Despite many recent appeals from Valley residents to preserve an ancient fig tree on the campus of Adele Harrison Middle School, the Sonoma Valley Unified School District had it bulldozed yesterday morning. The tree stood at the end of what will be a new artificial turf field and surrounding running track.
Very few people in the community at large, and even in the school community, were aware that the destruction of this nearly 100-year-old fig tree was part of the District’s Master Plan. A few weeks before its removal, when word got out that it would be destroyed, there was an immediate outcry. A Change.org petition set up on June 14 gathered over 400 signatures in two days.
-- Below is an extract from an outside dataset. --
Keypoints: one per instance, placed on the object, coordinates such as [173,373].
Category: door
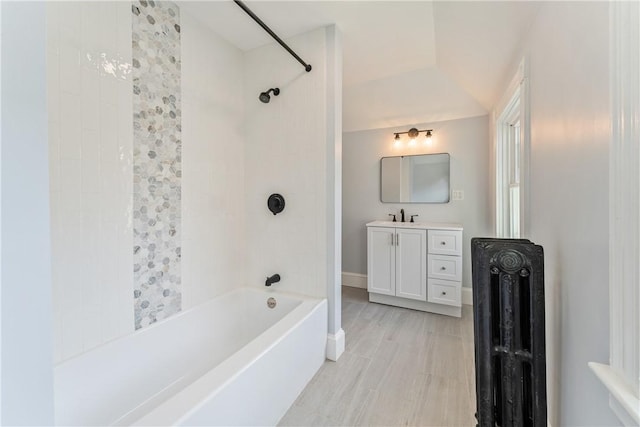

You can still sign the petition if you would like to voice your dissatisfaction with the tree’s removal. https://www.change.org/p/sonoma-valley-unified-school-district-board-of-trustees-save-the-adele-harrison-fig-tree?source_location=minibar
At both a June 6 special session on the Master Plan and the School Board meeting later that evening, many locals spoke on behalf of the tree, while many others supported the need for new playing fields. Tree supporters felt both could be accommodated by adapting the field or track, or by moving the tree during its dormancy in the fall when it has a 90% chance of surviving. A community member experienced in moving trees had stepped forward to do the job, while a donor had offered to pay the full expense.
The mature tree provided abundant figs, used by Adele’s horticulture program in recipes such as fig ice cream and jam. The tree provided food to wildlife, birds, and Sonoma families who harvested figs after hours.
According to descendants of the family that used to own the land — the Wallman-Dolcini-Matsuyama ranch — the tree was planted in 1919-1920 when an uncle returned from WWI. These descendants still live in Sonoma and joined the chorus pleading with the District to spare this iconic tree.